McDonald’s established its franchise system in 1955, but Black franchisees were denied entry until 1968, following a year of civil unrest. During Black Lives Matter protests this summer reminiscent of the 1960s, McDonald’s Chief Executive Officer Chris Kempczinski appeared on CNBC’s “Mad Money with Jim Cramer” and said that, “McDonald’s has created more millionaires within the Black community than probably any other corporation on the planet.”

James Byrd called that “one of the most arrogant statements I’ve ever heard of all time,” and pointed out that Kempczinski never talked about how many white millionaires the company has made. Around the same time, John Rogers, founder of Ariel Investments and on the McDonald’s Board of Directors, wrote an op-ed in Fortune saying there is “no finer example of an equitable business model in America than the one McDonald’s has.”

The Byrds say they found that upsetting.

“They got the only Black board member to make those comments and try to disparage operators,” said James Byrd. “It’s more than hurtful.”

In November 2020, McDonald’s hired Reggie Miller to the newly created Global Chief Diversity, Equity and Inclusion Officer role and on February 18, 2021 pledged to increase representation of historically underrepresented groups in senior director and above leadership roles in the U.S. from 29 percent to 35 percent by the end of 2025.

Bradley suggests it’s telling that Miller wasn’t hired until after the lawsuit was filed, but that McDonald’s still has a chance to do right by Black franchisees.

“All the CEO needs to do is meet with the Byrds and their lawyer and iron this out,” he says.

The brothers had a meeting with McDonald’s scheduled for Feb. 23, but it was cancelled that morning and has not been rescheduled. (Food & Wine has reached out to McDonald’s for comment as to why the meeting was cancelled.)

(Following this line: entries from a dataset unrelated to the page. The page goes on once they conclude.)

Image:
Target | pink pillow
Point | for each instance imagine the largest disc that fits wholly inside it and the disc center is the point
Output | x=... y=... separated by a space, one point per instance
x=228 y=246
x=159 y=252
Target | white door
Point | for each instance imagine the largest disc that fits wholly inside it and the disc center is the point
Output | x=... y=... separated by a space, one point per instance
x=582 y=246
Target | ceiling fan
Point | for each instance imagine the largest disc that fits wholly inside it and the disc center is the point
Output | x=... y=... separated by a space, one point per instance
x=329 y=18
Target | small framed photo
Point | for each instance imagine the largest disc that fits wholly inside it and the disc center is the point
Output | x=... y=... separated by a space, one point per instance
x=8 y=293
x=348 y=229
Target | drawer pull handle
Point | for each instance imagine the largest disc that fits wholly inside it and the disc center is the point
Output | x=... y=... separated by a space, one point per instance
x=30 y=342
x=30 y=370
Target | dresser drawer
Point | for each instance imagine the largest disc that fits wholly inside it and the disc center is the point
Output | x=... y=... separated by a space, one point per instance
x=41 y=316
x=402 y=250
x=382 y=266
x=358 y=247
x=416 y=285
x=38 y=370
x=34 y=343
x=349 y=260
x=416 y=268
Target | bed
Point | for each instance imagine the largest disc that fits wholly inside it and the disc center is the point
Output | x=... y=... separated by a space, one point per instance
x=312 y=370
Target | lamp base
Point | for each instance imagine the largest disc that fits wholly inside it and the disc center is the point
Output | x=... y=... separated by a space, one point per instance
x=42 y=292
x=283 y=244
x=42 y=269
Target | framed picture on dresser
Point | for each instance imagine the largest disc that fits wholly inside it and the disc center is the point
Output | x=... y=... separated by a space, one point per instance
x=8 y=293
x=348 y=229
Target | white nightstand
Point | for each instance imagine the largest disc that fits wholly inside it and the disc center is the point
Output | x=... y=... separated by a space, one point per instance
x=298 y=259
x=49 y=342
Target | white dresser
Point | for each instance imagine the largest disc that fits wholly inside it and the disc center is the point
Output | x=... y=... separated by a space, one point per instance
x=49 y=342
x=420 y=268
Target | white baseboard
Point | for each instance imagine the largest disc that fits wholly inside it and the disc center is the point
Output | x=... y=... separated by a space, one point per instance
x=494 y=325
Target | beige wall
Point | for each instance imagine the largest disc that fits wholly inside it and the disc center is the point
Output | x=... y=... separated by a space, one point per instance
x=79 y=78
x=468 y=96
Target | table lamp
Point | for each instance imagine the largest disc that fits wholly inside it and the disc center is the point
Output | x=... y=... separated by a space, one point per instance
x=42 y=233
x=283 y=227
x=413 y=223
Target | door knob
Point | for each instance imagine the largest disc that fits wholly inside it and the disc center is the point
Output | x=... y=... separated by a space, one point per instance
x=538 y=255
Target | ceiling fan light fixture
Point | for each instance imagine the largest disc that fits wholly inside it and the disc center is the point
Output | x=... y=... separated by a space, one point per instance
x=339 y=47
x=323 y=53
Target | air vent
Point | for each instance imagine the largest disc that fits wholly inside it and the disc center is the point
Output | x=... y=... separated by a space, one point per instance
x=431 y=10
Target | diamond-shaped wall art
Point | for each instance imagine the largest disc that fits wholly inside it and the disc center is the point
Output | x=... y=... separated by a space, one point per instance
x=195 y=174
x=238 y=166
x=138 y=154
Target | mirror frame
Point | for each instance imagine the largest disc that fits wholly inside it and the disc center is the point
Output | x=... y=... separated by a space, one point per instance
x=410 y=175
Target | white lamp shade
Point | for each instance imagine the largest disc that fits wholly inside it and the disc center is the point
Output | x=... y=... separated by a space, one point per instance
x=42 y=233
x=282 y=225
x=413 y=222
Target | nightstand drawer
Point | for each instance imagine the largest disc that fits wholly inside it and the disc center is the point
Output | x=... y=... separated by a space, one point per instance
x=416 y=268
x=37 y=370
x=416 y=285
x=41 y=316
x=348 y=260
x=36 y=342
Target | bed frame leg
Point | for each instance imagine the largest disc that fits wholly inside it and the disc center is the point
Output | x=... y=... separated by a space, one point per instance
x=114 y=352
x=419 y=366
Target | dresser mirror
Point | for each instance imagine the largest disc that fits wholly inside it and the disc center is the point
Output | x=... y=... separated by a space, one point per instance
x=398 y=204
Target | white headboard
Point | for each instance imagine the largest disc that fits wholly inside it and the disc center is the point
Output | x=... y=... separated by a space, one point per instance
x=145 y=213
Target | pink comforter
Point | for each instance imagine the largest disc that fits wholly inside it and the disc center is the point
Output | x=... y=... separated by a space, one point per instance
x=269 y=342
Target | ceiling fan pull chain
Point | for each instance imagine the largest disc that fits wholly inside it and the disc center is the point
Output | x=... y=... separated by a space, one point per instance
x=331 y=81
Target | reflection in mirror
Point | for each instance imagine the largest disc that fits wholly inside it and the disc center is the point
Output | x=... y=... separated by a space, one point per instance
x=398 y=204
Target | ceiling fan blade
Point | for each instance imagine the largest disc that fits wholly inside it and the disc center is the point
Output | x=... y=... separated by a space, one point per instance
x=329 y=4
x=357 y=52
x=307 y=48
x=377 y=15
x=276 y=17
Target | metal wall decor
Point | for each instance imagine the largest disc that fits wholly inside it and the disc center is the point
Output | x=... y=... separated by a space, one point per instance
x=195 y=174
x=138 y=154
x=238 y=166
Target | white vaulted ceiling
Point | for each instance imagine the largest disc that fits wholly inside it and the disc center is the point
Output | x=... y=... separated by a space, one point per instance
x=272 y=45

The 90-day protests are taking place through Clubhouse and Facebook (using the hashtag #RayIsaCrock, in reference to the chain’s founder), and will resume in-person at the McDonald’s Chicago headquarters on Monday, March 1 at 11 a.m. The Byrds and activists will also hold a press conference at the Memphis Civil Rights Museum on March 2. Carter says the protests will last 90 days or longer, until their demands are met.